AI/Machine Learning Will Enhance Local News Performance for Stations


Netflix, Hulu and Amazon have data in their DNA. These OTT disruptors started their analysis with data from the beginning.  As such, they have a head start. Granted much of what they do is for national consumption, so how can this comprehensive use of data be applied to local stations?


Rethinking the approach to data at a local station and using it wisely to become the cornerstone of decision making is possible. Data will never replace the need for great journalism, in depth investigative stories, and the commitment to an informed public. Data informs decisions and helps guide or tip the balance in the right direction.

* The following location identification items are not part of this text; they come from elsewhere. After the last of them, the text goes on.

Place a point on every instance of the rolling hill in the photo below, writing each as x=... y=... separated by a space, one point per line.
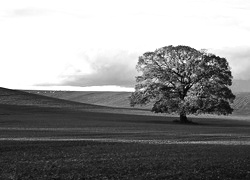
x=121 y=99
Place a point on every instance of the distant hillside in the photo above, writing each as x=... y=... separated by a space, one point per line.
x=112 y=99
x=121 y=99
x=21 y=98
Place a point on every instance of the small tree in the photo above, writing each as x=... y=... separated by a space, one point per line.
x=183 y=80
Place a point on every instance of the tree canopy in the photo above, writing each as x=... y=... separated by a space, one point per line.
x=183 y=80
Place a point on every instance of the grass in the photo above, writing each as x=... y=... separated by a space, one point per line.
x=96 y=160
x=46 y=138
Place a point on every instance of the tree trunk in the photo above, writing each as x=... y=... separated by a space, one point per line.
x=183 y=118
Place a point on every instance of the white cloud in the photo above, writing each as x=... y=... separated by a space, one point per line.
x=44 y=41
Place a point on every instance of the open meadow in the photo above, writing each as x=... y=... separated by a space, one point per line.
x=49 y=138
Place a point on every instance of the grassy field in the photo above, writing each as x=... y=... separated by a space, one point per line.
x=121 y=99
x=47 y=138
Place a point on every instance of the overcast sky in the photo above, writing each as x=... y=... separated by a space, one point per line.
x=97 y=42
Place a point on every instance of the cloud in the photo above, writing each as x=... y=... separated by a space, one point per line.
x=105 y=68
x=25 y=12
x=238 y=58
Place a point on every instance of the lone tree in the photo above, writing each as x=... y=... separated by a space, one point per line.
x=183 y=80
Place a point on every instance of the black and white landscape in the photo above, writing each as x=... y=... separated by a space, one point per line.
x=70 y=71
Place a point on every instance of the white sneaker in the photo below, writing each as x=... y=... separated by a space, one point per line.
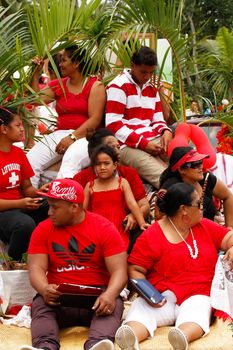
x=126 y=338
x=105 y=344
x=28 y=347
x=177 y=339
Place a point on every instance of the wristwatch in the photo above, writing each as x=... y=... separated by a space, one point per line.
x=73 y=137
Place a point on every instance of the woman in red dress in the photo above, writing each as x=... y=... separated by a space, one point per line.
x=109 y=195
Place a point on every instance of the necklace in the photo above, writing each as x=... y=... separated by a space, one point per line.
x=194 y=254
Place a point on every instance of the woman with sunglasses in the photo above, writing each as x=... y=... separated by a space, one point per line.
x=177 y=255
x=186 y=165
x=20 y=207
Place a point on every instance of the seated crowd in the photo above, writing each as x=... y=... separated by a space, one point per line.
x=84 y=226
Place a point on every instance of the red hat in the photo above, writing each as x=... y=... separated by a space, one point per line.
x=66 y=190
x=191 y=156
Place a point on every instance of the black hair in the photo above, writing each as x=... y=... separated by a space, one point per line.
x=176 y=195
x=103 y=149
x=144 y=55
x=176 y=155
x=7 y=115
x=77 y=54
x=97 y=138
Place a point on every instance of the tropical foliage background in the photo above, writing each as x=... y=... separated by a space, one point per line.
x=202 y=49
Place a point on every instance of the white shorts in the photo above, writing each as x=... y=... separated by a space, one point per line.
x=195 y=309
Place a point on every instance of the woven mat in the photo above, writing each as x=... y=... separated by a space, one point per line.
x=220 y=338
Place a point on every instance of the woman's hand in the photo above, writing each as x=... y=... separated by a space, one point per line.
x=44 y=188
x=50 y=294
x=63 y=145
x=229 y=257
x=144 y=226
x=38 y=62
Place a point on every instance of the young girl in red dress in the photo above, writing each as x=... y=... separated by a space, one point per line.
x=110 y=196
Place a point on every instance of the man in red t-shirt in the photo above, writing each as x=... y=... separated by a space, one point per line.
x=78 y=247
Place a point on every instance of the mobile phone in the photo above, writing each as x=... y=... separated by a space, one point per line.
x=147 y=291
x=40 y=200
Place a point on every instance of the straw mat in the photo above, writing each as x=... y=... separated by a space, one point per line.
x=220 y=338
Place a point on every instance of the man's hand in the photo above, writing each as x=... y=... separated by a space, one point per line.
x=129 y=222
x=50 y=294
x=165 y=139
x=153 y=148
x=63 y=145
x=104 y=305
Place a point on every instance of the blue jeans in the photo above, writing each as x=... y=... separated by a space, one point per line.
x=47 y=320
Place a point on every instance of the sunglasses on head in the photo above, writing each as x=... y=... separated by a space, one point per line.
x=198 y=205
x=193 y=165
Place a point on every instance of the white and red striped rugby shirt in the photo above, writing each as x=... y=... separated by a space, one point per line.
x=133 y=114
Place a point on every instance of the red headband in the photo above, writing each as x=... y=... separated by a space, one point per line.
x=191 y=156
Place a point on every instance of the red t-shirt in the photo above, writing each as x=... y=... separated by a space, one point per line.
x=170 y=267
x=76 y=253
x=72 y=109
x=130 y=174
x=14 y=168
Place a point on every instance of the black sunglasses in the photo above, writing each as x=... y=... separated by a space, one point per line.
x=193 y=165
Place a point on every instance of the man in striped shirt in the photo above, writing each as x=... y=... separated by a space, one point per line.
x=134 y=115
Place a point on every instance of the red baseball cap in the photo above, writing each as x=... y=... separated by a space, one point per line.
x=191 y=156
x=66 y=190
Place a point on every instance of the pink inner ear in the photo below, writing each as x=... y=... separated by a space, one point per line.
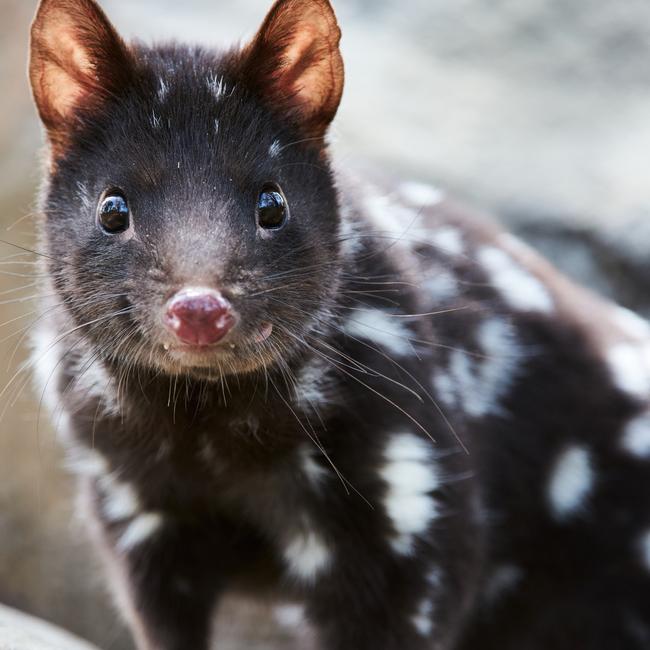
x=67 y=67
x=296 y=61
x=62 y=91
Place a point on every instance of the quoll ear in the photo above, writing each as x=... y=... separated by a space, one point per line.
x=295 y=63
x=77 y=62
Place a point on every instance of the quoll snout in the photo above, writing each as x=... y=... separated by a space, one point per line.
x=199 y=316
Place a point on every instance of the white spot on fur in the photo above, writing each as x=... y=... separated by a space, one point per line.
x=571 y=482
x=423 y=618
x=392 y=219
x=636 y=436
x=216 y=85
x=349 y=235
x=628 y=363
x=163 y=89
x=289 y=616
x=421 y=194
x=307 y=554
x=312 y=383
x=120 y=500
x=312 y=470
x=388 y=332
x=475 y=383
x=410 y=477
x=86 y=462
x=644 y=547
x=503 y=580
x=139 y=530
x=275 y=149
x=84 y=196
x=441 y=286
x=447 y=239
x=632 y=324
x=518 y=287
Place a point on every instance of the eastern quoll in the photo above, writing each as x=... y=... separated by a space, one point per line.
x=275 y=380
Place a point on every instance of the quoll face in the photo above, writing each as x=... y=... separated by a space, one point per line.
x=192 y=187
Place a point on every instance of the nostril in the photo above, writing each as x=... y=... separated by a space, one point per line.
x=199 y=316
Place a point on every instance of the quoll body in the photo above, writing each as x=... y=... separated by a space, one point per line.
x=278 y=380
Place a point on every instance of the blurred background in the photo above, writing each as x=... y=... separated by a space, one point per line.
x=537 y=111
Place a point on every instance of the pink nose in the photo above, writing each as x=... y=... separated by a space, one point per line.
x=199 y=316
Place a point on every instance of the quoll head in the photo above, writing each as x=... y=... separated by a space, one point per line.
x=190 y=217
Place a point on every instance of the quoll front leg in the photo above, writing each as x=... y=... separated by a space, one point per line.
x=167 y=573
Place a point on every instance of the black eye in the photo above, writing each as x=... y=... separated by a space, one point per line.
x=113 y=215
x=271 y=208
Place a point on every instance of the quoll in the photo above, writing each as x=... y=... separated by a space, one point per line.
x=273 y=378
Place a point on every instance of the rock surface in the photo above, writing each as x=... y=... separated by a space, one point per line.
x=21 y=632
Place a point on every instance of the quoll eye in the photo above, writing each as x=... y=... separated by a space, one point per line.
x=113 y=214
x=271 y=208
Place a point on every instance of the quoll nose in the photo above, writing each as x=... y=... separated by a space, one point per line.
x=199 y=316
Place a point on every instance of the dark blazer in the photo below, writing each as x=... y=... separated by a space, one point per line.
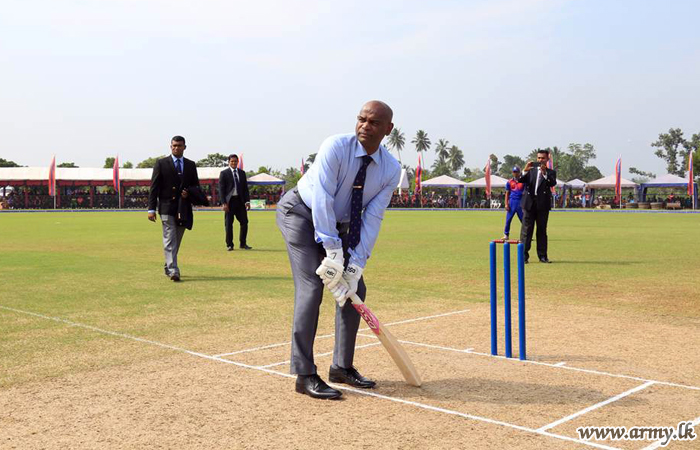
x=544 y=191
x=226 y=186
x=166 y=184
x=195 y=196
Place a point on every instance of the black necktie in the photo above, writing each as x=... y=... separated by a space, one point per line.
x=356 y=203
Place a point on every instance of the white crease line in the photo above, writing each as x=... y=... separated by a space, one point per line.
x=596 y=406
x=265 y=347
x=528 y=361
x=281 y=363
x=286 y=375
x=658 y=443
x=330 y=335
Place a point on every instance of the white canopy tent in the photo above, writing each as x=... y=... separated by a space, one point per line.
x=496 y=183
x=609 y=183
x=264 y=179
x=668 y=181
x=445 y=181
x=576 y=184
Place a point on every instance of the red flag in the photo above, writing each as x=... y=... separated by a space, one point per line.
x=115 y=174
x=419 y=172
x=488 y=177
x=52 y=177
x=550 y=165
x=691 y=185
x=618 y=176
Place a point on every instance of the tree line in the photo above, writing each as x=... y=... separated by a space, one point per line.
x=572 y=162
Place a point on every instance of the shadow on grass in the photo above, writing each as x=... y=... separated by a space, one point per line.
x=501 y=392
x=600 y=263
x=194 y=278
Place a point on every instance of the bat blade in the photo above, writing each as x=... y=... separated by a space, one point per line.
x=392 y=346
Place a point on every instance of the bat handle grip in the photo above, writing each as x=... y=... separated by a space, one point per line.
x=356 y=300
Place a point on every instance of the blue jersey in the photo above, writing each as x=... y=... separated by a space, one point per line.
x=516 y=189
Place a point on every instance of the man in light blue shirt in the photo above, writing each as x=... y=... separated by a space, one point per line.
x=330 y=223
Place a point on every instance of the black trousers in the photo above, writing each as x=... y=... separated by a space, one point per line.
x=236 y=208
x=531 y=218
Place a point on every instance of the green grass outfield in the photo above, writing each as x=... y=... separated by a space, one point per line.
x=105 y=269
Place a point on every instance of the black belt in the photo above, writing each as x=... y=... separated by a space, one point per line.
x=342 y=227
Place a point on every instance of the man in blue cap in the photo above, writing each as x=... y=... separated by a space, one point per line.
x=514 y=192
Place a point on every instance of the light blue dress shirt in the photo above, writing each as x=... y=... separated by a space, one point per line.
x=327 y=189
x=182 y=165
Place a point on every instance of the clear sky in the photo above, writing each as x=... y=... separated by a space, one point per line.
x=272 y=78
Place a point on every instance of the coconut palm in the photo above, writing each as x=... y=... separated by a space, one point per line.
x=396 y=141
x=441 y=149
x=421 y=141
x=455 y=158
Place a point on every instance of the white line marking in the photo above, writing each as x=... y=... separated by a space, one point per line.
x=658 y=443
x=265 y=347
x=286 y=375
x=528 y=361
x=596 y=406
x=326 y=336
x=281 y=363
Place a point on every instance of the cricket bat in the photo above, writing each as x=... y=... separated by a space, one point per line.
x=392 y=346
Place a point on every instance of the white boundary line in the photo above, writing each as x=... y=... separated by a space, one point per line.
x=326 y=336
x=286 y=375
x=539 y=363
x=657 y=444
x=267 y=366
x=596 y=406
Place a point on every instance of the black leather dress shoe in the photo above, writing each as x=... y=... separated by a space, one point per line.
x=314 y=386
x=350 y=376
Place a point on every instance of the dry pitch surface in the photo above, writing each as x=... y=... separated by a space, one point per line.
x=201 y=368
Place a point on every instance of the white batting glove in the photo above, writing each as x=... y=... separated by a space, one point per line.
x=340 y=292
x=331 y=269
x=352 y=277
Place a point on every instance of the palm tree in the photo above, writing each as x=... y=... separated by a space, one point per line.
x=441 y=149
x=455 y=158
x=421 y=141
x=397 y=141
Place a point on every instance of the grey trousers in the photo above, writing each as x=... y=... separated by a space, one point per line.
x=305 y=254
x=172 y=237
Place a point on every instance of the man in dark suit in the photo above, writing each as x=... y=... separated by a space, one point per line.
x=235 y=201
x=536 y=203
x=172 y=176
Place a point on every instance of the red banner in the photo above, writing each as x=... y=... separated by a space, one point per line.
x=52 y=177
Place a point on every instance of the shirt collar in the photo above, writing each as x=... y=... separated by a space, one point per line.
x=360 y=152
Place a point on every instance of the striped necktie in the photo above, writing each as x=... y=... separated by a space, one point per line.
x=356 y=203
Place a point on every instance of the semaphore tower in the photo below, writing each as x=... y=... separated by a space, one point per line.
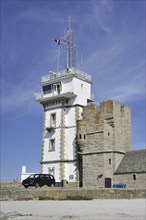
x=64 y=94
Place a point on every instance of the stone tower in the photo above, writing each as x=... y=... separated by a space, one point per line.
x=64 y=93
x=104 y=137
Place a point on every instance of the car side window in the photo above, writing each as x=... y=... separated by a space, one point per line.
x=47 y=177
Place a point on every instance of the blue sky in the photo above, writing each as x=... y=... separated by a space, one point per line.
x=111 y=37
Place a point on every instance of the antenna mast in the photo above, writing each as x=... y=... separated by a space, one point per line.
x=70 y=46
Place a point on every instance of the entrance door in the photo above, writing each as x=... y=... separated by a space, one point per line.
x=107 y=182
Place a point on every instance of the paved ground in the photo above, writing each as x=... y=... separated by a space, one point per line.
x=134 y=209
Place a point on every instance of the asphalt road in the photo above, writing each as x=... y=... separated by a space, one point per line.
x=134 y=209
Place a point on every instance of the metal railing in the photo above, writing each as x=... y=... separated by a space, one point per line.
x=71 y=71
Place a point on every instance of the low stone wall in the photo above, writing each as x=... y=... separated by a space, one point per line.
x=46 y=193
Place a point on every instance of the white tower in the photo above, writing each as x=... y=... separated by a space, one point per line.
x=63 y=97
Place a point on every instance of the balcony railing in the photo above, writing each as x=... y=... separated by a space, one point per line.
x=72 y=71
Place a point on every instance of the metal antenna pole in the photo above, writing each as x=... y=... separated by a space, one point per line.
x=70 y=46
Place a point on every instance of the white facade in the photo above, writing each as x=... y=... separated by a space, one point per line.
x=24 y=174
x=64 y=94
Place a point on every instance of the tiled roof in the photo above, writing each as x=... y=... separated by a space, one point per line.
x=133 y=162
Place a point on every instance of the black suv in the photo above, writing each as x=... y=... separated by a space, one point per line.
x=39 y=180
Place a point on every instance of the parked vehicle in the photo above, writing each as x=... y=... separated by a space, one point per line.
x=119 y=185
x=39 y=180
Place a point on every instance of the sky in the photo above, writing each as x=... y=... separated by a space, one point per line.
x=110 y=38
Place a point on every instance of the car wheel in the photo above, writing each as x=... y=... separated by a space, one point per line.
x=37 y=185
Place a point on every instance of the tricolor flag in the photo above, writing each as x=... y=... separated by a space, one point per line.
x=57 y=41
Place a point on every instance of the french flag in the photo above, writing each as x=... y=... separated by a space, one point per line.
x=57 y=41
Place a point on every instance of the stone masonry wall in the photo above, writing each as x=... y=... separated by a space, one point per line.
x=103 y=139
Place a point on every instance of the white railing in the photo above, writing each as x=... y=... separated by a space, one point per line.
x=79 y=73
x=38 y=95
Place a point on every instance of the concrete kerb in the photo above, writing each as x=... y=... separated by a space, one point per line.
x=70 y=194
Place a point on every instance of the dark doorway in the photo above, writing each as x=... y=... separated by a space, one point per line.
x=107 y=182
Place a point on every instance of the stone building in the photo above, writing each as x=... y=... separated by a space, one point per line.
x=104 y=136
x=132 y=169
x=104 y=140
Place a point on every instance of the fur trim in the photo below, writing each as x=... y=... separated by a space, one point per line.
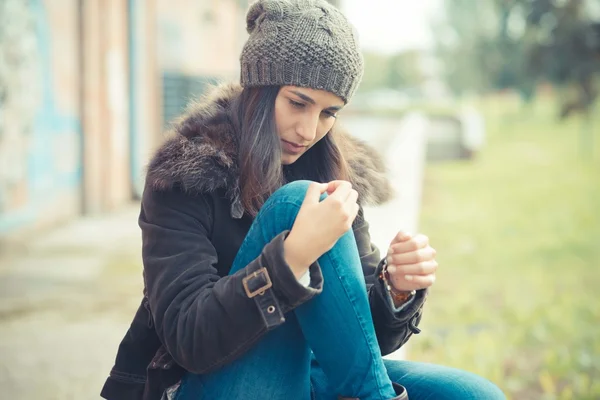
x=201 y=154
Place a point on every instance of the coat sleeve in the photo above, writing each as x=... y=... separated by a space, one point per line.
x=203 y=320
x=393 y=329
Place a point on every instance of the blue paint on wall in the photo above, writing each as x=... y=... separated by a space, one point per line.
x=44 y=179
x=135 y=136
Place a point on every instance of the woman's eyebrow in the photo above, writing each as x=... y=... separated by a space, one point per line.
x=311 y=101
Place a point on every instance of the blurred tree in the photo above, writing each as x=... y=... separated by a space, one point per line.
x=518 y=44
x=405 y=70
x=396 y=71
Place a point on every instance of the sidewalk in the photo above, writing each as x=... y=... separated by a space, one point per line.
x=66 y=300
x=67 y=297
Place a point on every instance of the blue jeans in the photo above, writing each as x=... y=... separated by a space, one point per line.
x=327 y=346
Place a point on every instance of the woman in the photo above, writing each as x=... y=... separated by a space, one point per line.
x=260 y=277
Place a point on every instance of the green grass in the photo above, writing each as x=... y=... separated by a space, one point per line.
x=518 y=237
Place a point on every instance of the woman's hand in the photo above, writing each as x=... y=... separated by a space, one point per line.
x=319 y=224
x=411 y=262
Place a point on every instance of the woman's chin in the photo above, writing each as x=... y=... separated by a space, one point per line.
x=287 y=159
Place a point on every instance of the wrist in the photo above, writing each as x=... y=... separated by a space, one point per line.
x=292 y=257
x=398 y=296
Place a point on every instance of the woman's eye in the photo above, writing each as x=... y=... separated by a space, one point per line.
x=295 y=104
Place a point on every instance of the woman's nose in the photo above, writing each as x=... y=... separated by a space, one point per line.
x=307 y=129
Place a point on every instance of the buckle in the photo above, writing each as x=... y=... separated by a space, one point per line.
x=260 y=291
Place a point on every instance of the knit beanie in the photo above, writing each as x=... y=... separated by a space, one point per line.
x=307 y=43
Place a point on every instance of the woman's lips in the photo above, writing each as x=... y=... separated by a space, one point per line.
x=292 y=148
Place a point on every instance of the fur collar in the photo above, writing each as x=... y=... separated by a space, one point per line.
x=201 y=155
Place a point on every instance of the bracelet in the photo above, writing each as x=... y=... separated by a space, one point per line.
x=397 y=296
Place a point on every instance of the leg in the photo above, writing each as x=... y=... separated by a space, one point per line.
x=337 y=325
x=429 y=381
x=422 y=381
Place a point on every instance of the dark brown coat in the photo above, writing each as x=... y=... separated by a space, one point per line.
x=194 y=316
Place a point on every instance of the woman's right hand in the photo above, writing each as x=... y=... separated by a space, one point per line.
x=319 y=224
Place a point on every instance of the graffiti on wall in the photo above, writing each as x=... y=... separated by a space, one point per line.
x=20 y=89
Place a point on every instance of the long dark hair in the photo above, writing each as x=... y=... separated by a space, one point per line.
x=261 y=171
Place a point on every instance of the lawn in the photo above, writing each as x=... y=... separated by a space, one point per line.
x=517 y=231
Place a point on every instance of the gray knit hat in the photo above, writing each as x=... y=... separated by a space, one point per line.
x=306 y=43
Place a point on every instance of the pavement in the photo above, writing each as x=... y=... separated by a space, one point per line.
x=67 y=296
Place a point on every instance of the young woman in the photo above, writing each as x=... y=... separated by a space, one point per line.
x=260 y=278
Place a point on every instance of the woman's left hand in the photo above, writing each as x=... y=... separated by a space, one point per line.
x=411 y=262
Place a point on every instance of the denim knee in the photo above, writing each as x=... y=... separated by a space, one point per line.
x=296 y=189
x=292 y=192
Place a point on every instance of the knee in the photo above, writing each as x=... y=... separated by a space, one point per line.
x=466 y=386
x=442 y=383
x=293 y=191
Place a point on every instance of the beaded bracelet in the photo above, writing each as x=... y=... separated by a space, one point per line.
x=399 y=297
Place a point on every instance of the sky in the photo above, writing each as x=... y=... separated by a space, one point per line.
x=393 y=25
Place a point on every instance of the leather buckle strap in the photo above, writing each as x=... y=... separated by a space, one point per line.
x=262 y=275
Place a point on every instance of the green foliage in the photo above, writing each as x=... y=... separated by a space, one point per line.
x=517 y=44
x=397 y=71
x=518 y=236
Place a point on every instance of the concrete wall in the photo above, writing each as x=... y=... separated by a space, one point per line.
x=201 y=37
x=77 y=122
x=40 y=130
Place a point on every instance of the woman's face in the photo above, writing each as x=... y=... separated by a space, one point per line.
x=303 y=117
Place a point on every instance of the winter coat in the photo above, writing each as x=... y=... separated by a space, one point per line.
x=194 y=316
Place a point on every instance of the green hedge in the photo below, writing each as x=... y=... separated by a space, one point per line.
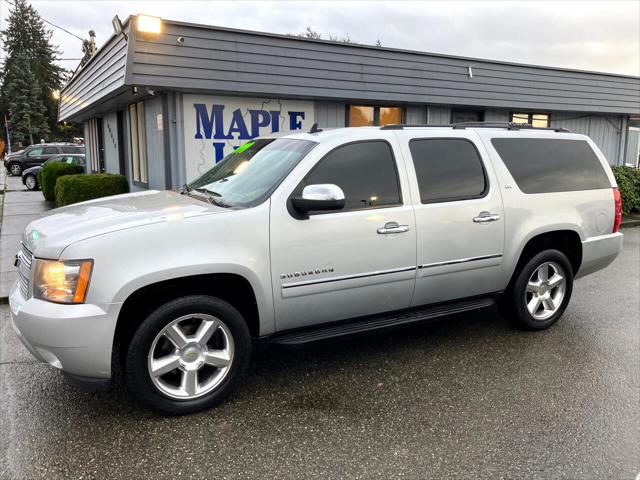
x=78 y=188
x=50 y=173
x=628 y=180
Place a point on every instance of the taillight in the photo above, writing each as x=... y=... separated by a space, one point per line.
x=617 y=200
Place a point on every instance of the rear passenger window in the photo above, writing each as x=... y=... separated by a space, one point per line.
x=544 y=165
x=72 y=149
x=448 y=169
x=365 y=171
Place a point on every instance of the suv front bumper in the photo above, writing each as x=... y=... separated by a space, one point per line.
x=76 y=339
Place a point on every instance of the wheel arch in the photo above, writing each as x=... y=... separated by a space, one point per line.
x=230 y=287
x=566 y=240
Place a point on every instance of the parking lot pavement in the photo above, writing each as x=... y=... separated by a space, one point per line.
x=20 y=207
x=468 y=397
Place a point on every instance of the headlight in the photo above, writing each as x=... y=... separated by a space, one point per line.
x=62 y=281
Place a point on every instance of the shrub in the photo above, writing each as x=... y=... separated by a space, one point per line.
x=78 y=188
x=628 y=180
x=49 y=175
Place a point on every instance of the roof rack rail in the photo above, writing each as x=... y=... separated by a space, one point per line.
x=463 y=125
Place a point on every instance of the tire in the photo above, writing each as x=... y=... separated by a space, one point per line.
x=175 y=392
x=31 y=182
x=533 y=303
x=15 y=169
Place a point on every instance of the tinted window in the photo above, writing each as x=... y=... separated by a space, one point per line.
x=447 y=169
x=365 y=171
x=36 y=152
x=541 y=165
x=72 y=149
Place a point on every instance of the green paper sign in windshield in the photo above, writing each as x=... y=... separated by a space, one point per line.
x=242 y=148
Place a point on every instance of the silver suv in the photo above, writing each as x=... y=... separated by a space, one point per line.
x=307 y=237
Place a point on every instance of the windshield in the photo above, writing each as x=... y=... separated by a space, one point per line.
x=249 y=175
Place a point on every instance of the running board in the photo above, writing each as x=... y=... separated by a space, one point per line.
x=379 y=322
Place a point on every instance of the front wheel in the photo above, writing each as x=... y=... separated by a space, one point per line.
x=30 y=182
x=541 y=292
x=188 y=354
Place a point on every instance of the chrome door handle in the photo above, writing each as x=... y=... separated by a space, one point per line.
x=393 y=227
x=486 y=217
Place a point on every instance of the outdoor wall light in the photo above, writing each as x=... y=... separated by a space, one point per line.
x=149 y=24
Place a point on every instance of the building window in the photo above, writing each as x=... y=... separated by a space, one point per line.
x=462 y=116
x=367 y=116
x=92 y=145
x=138 y=143
x=538 y=120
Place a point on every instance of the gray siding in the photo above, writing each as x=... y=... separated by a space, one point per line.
x=250 y=63
x=99 y=78
x=110 y=140
x=607 y=131
x=330 y=114
x=155 y=143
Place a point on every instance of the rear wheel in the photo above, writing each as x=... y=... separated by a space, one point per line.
x=541 y=292
x=15 y=169
x=30 y=182
x=188 y=354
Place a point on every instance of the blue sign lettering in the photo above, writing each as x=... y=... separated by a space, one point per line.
x=206 y=122
x=259 y=118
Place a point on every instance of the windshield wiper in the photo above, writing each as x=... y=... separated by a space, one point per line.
x=213 y=197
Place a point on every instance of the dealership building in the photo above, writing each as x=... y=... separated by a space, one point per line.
x=163 y=100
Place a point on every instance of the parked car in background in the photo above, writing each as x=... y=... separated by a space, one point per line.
x=37 y=154
x=30 y=175
x=311 y=236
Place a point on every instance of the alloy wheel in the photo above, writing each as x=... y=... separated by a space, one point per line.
x=545 y=290
x=191 y=356
x=30 y=182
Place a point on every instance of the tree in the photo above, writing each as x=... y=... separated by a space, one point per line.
x=26 y=111
x=26 y=34
x=310 y=33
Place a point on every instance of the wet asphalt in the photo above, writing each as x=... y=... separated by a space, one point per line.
x=467 y=397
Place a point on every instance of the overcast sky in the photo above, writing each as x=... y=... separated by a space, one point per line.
x=595 y=35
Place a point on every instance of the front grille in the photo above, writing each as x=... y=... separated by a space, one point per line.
x=24 y=269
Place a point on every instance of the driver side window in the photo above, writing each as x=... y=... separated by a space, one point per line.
x=365 y=171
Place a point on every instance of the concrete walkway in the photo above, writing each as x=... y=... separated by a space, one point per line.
x=19 y=208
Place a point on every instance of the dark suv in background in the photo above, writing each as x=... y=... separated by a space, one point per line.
x=37 y=154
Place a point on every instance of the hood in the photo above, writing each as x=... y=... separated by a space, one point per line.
x=48 y=236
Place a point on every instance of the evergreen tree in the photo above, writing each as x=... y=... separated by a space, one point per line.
x=26 y=34
x=27 y=118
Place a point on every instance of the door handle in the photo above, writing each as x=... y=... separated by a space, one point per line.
x=486 y=217
x=393 y=227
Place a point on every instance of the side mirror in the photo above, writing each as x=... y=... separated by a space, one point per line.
x=321 y=197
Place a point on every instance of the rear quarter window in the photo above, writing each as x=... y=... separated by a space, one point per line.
x=542 y=165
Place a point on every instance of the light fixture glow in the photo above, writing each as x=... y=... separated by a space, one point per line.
x=149 y=24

How AI/Machine Learning Will Advance Local News

Adding deep semantic tagging to video content is the key to discovering, understanding, and enhancing audience growth and engagement. With the advancement of AI/machine learning, adding metadata has finally become affordable on a local station level. The process is quick, and while not cheap, is within a local station’s budget. It is especially affordable once executives realize that the addition and use of the data will increase audience engagement, save on expenses and deliver a better product to the marketplace. No more will intuition be the only guide to format, talent and social engagement. 


What is deep semantic tagging and why is it meaningful? It is the process to identify and tag the elements of a newscast. Examples are: anchor read or reporter; is the segment crime, house fire, government, on location or studio, national and/or local story. There are many, many more elements that are typically tagged.


How is performance measured? Performance must include digital as well as linear data to determine total audience. Most news viewers have a station app on their phones. The audiences are different for different mediums. Understanding the audience composition of each will permit more timely and targeted messaging.


What is audience listening and how is it applied? Audience listening is social listening on a large scale applied to talent and content on an ongoing basis. News directors as well as anchors and reporters will know story engagement as well as personal engagement in the marketplace. Audience listening will also rank competitors and surface what is resonating for their stations. There is a very strong tie between social mentions and viewership. Increasing engagement should lead to increased time spent with content.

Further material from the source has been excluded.